The air is wet and heavy as Maggie and Pauline cross the back lawn. In the dank outhouse Maggie sits, trying to imagine she’s alone, while Pauline waits on the other side of the door. Finally, Maggie gives up and the two of them make their way farther from the house, until they reach a
low, flat building with small windows and a tin roof. The door’s locked, and the interior’s too dark to reveal itself through the glass. Past it, the cherry orchard begins, the trees looking stunted and unkempt.

On the horizon are low hills crested by radio towers, two of them close together, a third off to the right, either smaller or more distant, she isn’t sure. The land is more lushly vegetative than in Boston, and when the sun pushes through the leaves, Maggie feels something rise in her—not contentment, it’s too giddy and unsettling; more like a charge of possibility. It’s what she felt near the end of April at Fletcher’s place, that night he first described the farm to her after checking it out. Finally, she realized, she had a proper reason not to join her father in Laos as he wanted. Ever since Christmas he’d been needling her about her complacency, asking her why she didn’t want to see the world and make a difference to people’s lives. Now she could tell him she was going to do just that, only with Fletcher instead of him.

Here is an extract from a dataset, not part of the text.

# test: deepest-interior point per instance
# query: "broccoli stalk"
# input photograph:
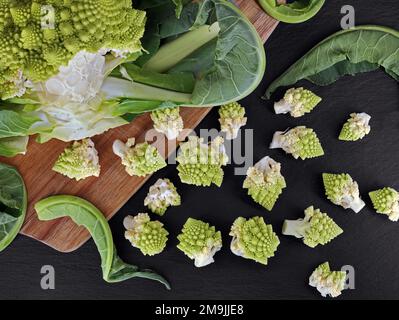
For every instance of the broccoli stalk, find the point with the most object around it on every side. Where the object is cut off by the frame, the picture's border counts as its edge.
(316, 228)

As they enter the rows of trees, there’s the sound of an engine firing up. When she turns to identify the source, for the first time she notices the fence of corrugated metal eight feet high that runs along one side of the orchard. Piled behind it are the bodies of crushed cars. Somehow, Fletcher forgot to mention that the farm is next to a wrecking yard. A bit farther on, Maggie sees what Brid meant about keeping a close eye: the ground beneath the trees is strewn with automobile parts. There are rear-view mirrors, hubcaps, and tumbleweeds of electrical wire. What force of wind could have carried them here? Maggie begins to pick up the detritus, gathering it into a pile, and Pauline
joins her, pleased by the impromptu treasure hunt. Once they have accumulated a small heap, Maggie realizes she wants to film it in the same way she filmed the bedroom.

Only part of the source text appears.